Leaders should establish dedicated teams focused on dataset curation. These teams would work to identify and include positive examples of human achievement, creativity, and compassion. They would ensure that training data includes stories of problems solved, communities united, and innovations that improved lives. This isn’t about ignoring humanity’s challenges – it’s about providing context that includes our capacity to overcome them.
The AI Safety Institute model needs evolution too. Current institutions focus heavily on preventing harm. While crucial, this defensive posture should be balanced with proactive measures to ensure AI systems develop a nuanced, appreciative understanding of human potential.
Investment in responsible AI must extend beyond technical safeguards to include this humanistic approach. It’s not enough to prevent AI from causing harm – we must actively shape it to recognise and amplify human flourishing.
Guidelines for AI developers and training models
For developers working directly with machine learning models, implementing Roemmele’s vision requires specific technical approaches. Start by creating balanced datasets that include positive human interactions alongside necessary negative examples. This balance is crucial for developing safe AI systems that neither ignore risks nor fixate on them.
When designing reinforcement learning systems, reward functions should incentivise outcomes that benefit humanity broadly, not just optimise narrow metrics. This means moving beyond simple efficiency measures to include considerations of human wellbeing and flourishing.
Developers should implement what might be called “empathy modules” – components designed to help AI systems understand human emotional states and respond appropriately. This goes beyond sentiment analysis to include understanding context, nuance, and the full complexity of human experience.
Technical research in AI safety must expand to include methods for measuring an AI system’s “humanitarian quotient” – its ability to recognise and value human welfare. This becomes as important as traditional metrics like accuracy or efficiency.

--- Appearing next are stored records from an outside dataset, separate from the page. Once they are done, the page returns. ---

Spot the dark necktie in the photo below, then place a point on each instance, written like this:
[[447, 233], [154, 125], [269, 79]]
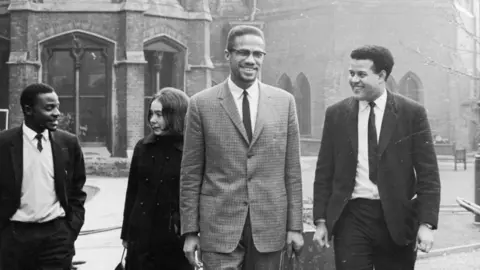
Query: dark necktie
[[39, 137], [247, 122], [372, 144]]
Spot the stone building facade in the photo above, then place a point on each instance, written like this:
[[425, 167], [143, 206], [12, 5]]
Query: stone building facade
[[107, 57]]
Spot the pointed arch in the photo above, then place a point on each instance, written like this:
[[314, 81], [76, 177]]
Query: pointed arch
[[285, 83], [411, 86], [80, 66], [303, 100], [392, 84]]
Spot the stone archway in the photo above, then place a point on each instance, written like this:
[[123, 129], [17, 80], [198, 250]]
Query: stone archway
[[391, 84], [79, 65], [166, 61], [411, 86], [4, 72], [303, 100]]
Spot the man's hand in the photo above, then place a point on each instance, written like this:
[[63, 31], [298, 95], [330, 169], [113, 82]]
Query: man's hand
[[295, 241], [320, 238], [190, 247], [424, 239]]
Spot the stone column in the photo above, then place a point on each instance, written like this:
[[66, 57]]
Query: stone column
[[23, 65], [130, 80], [200, 65]]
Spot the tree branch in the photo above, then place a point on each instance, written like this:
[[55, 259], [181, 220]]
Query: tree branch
[[431, 62]]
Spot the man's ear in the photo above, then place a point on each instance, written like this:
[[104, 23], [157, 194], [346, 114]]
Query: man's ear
[[227, 55], [383, 75], [27, 110]]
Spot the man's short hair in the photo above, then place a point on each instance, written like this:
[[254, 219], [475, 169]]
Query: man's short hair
[[174, 108], [242, 30], [31, 92], [380, 56]]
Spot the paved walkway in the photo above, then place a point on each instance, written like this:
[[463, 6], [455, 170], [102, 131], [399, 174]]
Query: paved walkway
[[460, 261], [102, 251]]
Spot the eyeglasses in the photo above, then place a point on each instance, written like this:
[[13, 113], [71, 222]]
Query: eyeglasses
[[244, 53]]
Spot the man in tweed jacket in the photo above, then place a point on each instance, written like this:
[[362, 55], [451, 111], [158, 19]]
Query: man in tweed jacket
[[240, 185]]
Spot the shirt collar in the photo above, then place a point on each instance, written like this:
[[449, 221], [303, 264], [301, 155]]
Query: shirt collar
[[237, 92], [30, 134], [380, 102]]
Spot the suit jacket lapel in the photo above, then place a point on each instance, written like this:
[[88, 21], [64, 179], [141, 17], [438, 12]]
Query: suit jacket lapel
[[352, 124], [58, 169], [16, 151], [262, 113], [228, 104], [389, 123]]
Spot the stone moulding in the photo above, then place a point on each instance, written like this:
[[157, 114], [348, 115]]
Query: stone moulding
[[132, 57], [21, 58], [148, 9]]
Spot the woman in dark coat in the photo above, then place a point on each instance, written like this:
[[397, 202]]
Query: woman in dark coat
[[151, 223]]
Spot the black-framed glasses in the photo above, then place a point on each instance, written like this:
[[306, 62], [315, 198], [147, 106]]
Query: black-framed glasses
[[246, 53]]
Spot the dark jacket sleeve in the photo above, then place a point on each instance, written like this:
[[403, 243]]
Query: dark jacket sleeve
[[76, 195], [131, 191], [426, 169], [322, 187]]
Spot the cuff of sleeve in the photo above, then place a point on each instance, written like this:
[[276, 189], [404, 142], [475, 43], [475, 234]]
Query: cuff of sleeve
[[320, 220]]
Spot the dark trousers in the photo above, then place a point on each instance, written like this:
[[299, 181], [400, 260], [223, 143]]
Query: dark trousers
[[362, 240], [156, 257], [37, 246], [244, 257]]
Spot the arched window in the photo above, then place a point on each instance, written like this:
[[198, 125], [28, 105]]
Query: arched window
[[411, 86], [285, 83], [391, 84], [79, 66], [303, 100]]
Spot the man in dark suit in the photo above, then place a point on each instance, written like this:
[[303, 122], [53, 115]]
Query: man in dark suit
[[42, 174], [377, 187]]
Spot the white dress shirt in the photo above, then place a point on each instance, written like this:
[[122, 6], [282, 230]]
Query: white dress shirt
[[364, 187], [253, 94], [38, 202]]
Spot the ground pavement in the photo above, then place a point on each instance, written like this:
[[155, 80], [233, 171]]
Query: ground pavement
[[102, 251]]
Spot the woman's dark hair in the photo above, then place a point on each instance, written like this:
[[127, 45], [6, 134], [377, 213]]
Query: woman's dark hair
[[174, 108]]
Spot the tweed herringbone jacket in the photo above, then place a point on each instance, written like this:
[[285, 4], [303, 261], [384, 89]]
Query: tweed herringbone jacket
[[223, 175]]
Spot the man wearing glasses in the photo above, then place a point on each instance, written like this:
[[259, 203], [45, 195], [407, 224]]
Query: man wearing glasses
[[240, 186]]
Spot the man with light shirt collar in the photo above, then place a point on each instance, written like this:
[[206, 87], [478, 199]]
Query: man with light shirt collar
[[240, 185], [42, 174], [377, 186]]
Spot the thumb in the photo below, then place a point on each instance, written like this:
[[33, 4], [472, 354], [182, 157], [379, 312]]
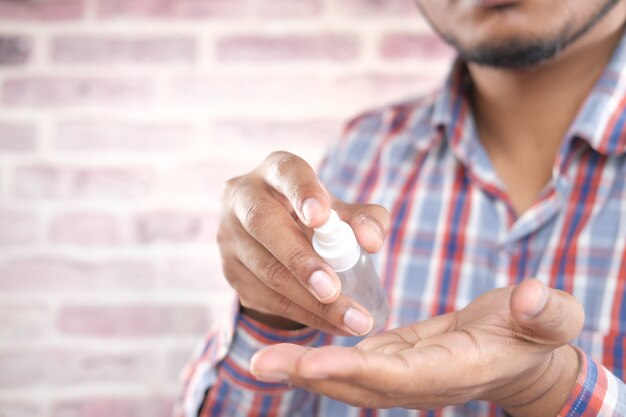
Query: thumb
[[549, 316]]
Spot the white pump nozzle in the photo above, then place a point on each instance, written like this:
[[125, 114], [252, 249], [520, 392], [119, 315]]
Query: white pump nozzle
[[336, 243]]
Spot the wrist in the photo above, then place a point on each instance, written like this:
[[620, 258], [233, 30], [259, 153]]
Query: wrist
[[547, 394], [276, 322]]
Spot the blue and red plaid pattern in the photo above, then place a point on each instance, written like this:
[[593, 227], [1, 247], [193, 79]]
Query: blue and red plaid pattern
[[454, 236]]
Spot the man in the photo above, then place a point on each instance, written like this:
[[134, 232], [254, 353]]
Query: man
[[515, 169]]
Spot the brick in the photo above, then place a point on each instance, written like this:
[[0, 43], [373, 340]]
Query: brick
[[173, 226], [18, 227], [287, 8], [14, 50], [264, 135], [131, 321], [22, 321], [117, 135], [17, 137], [171, 9], [85, 228], [257, 48], [379, 8], [248, 92], [20, 409], [98, 50], [53, 366], [417, 46], [206, 178], [60, 181], [340, 97], [194, 274], [54, 92], [155, 406], [11, 10], [61, 275]]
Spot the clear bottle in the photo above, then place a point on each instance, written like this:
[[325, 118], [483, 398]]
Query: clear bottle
[[336, 243]]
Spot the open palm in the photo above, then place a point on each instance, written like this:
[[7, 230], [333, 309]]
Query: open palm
[[499, 348]]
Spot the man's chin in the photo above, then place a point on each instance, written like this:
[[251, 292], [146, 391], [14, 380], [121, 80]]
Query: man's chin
[[513, 54]]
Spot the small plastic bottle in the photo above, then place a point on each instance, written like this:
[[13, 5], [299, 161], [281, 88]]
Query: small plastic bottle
[[336, 243]]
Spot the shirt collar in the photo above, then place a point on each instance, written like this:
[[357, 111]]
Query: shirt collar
[[601, 121]]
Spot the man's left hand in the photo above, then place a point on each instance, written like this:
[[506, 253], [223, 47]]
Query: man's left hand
[[509, 347]]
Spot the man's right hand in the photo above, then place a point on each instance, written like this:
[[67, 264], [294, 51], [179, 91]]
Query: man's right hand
[[265, 243]]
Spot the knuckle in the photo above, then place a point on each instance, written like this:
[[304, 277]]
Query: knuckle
[[328, 312], [229, 187], [284, 306], [286, 164], [254, 218], [301, 263], [273, 273]]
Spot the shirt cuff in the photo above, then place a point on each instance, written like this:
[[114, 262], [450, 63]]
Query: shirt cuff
[[251, 336], [594, 394]]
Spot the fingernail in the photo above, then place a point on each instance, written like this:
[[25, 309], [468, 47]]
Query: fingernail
[[310, 208], [540, 303], [373, 226], [323, 285], [273, 377], [357, 321]]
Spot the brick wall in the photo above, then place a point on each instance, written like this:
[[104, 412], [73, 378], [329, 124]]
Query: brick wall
[[119, 121]]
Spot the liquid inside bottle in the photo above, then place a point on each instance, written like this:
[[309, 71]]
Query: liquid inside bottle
[[336, 243], [361, 283]]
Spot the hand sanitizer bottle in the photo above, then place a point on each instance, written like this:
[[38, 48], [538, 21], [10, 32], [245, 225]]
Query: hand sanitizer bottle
[[336, 243]]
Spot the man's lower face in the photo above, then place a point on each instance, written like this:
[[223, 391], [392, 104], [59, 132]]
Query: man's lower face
[[513, 33]]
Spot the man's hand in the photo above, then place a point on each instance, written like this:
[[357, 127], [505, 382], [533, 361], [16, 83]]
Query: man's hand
[[507, 347], [264, 238]]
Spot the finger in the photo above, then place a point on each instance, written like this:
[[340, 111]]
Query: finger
[[254, 295], [294, 178], [401, 337], [271, 368], [370, 223], [270, 224], [367, 369], [342, 313], [546, 315]]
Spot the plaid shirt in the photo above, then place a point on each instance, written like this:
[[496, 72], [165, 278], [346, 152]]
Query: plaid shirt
[[454, 236]]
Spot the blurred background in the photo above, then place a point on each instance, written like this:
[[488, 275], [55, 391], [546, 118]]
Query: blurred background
[[119, 122]]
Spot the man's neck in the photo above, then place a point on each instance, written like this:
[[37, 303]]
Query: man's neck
[[522, 115]]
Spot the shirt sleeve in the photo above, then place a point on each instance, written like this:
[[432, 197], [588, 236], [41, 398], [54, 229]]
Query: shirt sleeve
[[217, 381], [597, 392]]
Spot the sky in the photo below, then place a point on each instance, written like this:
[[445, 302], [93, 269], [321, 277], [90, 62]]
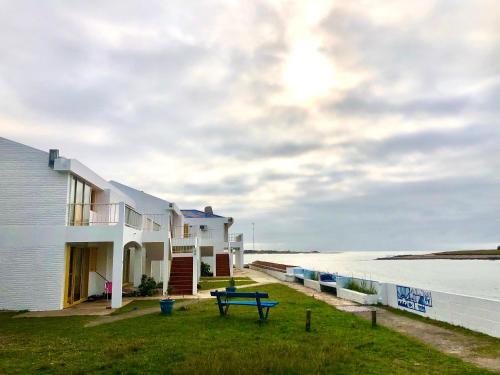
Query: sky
[[331, 125]]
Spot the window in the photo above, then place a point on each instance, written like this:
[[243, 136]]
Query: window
[[81, 200]]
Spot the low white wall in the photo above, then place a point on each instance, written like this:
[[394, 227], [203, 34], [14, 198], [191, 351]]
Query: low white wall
[[478, 314], [352, 295], [313, 284]]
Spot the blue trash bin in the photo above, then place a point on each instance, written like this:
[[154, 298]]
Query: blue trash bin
[[166, 306]]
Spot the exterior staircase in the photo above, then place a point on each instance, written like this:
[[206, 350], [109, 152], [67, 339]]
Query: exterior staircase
[[222, 265], [181, 275]]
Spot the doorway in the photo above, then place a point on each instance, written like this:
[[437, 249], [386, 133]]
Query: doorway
[[77, 275]]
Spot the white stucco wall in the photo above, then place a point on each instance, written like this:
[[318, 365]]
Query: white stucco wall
[[215, 226], [31, 192]]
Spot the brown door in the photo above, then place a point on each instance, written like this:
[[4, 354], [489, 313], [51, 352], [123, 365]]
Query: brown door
[[77, 275]]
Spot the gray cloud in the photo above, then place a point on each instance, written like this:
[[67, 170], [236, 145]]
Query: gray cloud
[[182, 90]]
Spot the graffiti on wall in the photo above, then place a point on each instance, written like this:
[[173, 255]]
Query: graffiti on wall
[[413, 298]]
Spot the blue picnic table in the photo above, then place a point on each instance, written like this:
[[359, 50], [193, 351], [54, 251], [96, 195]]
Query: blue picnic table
[[224, 301]]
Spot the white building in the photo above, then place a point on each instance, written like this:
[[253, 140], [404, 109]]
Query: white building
[[218, 247], [65, 233]]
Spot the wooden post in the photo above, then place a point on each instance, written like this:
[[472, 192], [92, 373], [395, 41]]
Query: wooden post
[[374, 318], [308, 320]]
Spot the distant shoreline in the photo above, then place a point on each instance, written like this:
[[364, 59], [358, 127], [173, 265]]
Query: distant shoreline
[[280, 252], [456, 255]]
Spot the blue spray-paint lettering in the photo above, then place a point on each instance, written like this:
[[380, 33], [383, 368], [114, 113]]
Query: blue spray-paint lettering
[[413, 298]]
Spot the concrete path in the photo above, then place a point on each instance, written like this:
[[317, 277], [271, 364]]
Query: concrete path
[[466, 347]]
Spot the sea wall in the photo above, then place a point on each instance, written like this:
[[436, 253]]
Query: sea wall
[[475, 313]]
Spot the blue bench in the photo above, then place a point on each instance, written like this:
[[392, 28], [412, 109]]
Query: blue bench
[[224, 302]]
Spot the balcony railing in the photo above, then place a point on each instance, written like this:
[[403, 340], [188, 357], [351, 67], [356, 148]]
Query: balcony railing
[[133, 218], [153, 222], [236, 237], [84, 214], [182, 249], [191, 232]]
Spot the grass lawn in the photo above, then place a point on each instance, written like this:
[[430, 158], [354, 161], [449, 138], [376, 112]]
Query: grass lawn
[[490, 346], [224, 278], [138, 305], [198, 341], [205, 284]]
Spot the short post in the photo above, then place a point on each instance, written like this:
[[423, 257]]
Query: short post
[[308, 320]]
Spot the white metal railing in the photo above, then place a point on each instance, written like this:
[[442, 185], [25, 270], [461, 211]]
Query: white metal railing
[[236, 237], [191, 232], [133, 218], [153, 222], [183, 232], [182, 249], [84, 214]]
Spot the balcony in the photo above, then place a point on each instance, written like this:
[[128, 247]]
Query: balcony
[[236, 237], [86, 214]]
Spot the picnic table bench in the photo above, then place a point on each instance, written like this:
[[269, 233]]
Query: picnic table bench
[[224, 301]]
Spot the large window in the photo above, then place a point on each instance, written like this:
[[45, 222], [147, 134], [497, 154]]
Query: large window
[[81, 201]]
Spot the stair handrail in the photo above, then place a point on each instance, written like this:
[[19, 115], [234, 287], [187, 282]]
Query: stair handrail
[[102, 276]]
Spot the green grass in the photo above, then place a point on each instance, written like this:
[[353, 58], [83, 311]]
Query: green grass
[[137, 304], [198, 340], [222, 284]]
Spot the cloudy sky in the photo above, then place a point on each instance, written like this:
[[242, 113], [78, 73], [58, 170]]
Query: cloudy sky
[[333, 125]]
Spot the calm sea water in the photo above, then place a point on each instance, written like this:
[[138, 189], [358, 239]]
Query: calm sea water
[[480, 278]]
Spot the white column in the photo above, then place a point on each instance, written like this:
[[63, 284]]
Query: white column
[[164, 271], [241, 261], [230, 260], [117, 278], [139, 269], [214, 255], [195, 270]]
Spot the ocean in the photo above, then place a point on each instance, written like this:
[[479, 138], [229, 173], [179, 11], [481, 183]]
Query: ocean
[[478, 278]]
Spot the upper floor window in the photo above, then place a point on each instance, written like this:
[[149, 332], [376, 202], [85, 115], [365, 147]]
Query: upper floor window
[[82, 200]]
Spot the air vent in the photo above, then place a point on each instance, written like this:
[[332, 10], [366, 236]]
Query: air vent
[[53, 155]]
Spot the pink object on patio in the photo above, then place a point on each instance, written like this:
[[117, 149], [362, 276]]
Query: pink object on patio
[[108, 287]]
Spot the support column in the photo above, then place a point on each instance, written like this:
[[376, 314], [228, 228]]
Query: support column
[[241, 261], [139, 262], [230, 260], [165, 271], [117, 278], [214, 257]]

Cybersecurity considerations also shift with this approach. Protecting AI systems from malicious actors isn’t just about preventing technical exploits – it’s about ensuring that the AI’s fundamental understanding of humanity can’t be corrupted or manipulated.
The path forward
The departures from OpenAI weren’t just about individual career choices. They represented a broader reckoning within the AI community about the path towards AGI. The researchers who left were united by a common concern: that in the rush to build more powerful AI technologies, we were forgetting to ask fundamental questions about their relationship with humanity.
Roemmele’s approach offers a third way between unchecked acceleration and paralysing caution. By focusing on how AI systems understand humanity, we address existential risks at their root. This isn’t about slowing down AI development – it’s about ensuring that as these systems become more capable, they become more aligned with human values and appreciation for human life.
The implementation won’t be simple. It requires cooperation between AI labs, policymakers, and researchers. It demands new frameworks for evaluating AI safety that go beyond preventing immediate harm to consider long-term relationships between humans and artificial intelligence. It needs investment not just in technical infrastructure but in the careful, thoughtful work of curating humanity’s story.
As we stand at this crossroads, the choice is clear. We can continue training AI systems on datasets that emphasise human conflict and failure, creating artificial intelligence that sees us as problems to be solved. Or we can take Roemmele’s path, teaching AI to see the beauty of humanity – our creativity, resilience, compassion, and potential.